O que dizem os números oficiais
O Tesouro informou que o estoque da Dívida Pública Federal (DPF) fechou junho em R$ 7,883 trilhões, alta nominal de 2,77% frente a maio. Houve emissão líquida relevante e apropriação de juros que reforçaram o avanço do estoque.
Na métrica mais acompanhada internacionalmente, a Dívida Bruta do Governo Geral (DBGG) — que inclui União, INSS, Estados e municípios — chegou a 76,6% do PIB em junho. É um patamar elevado para economias emergentes e pressiona a percepção de risco do país.
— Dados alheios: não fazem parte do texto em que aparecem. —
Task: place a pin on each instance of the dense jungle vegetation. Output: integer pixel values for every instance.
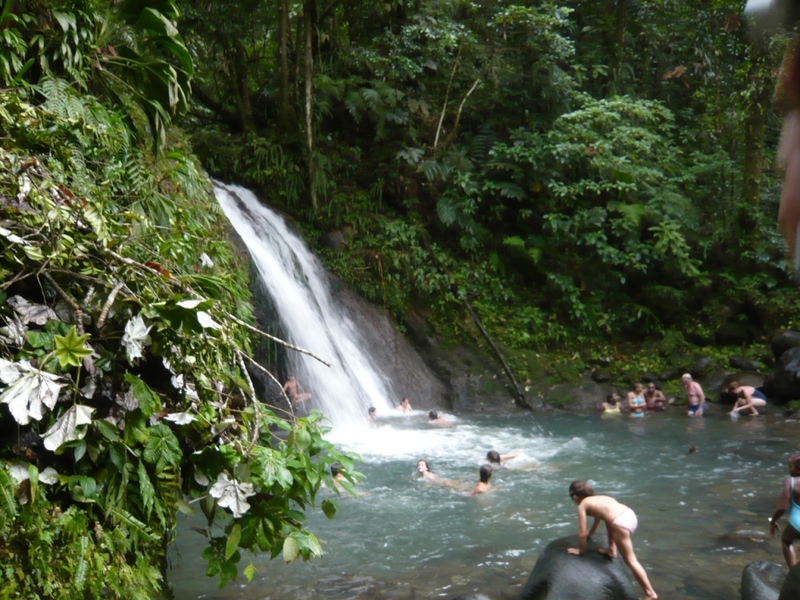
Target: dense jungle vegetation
(578, 172)
(574, 174)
Por que a trajetória preocupa
A Instituição Fiscal Independente (IFI), do Senado, atualizou cenários e vê deterioração do resultado primário no médio prazo e uma dinâmica de dívida pior que a estimada no fim de 2024. Nos cenários da IFI, a relação dívida/PIB pode seguir em alta persistente se o governo não entregar superávits primários consistentes.
Relatórios recentes também questionam a viabilidade das metas fiscais a partir de 2026, classificando-as como “inatingíveis” sem ajustes adicionais no lado da despesa ou aumento de receitas estrutural. Em um cenário inercial, a DBGG poderia ultrapassar 100% do PIB na próxima década, pressionando juros e crédito.
Por que importa (e o que deveria vir agora
• Juros e crescimento: uma dívida que cresce mais rápido que o PIB mantém juros altos por mais tempo e trava investimento privado.
• Confiança: a dúvida sobre a execução do arcabouço fiscal encarece o financiamento do Estado e das empresas.
• Prioridade: sem superávit primário recorrente e controle de gastos obrigatórios, o ajuste recai em aumentos pontuais de receita, que não resolvem a dinâmica da dívida.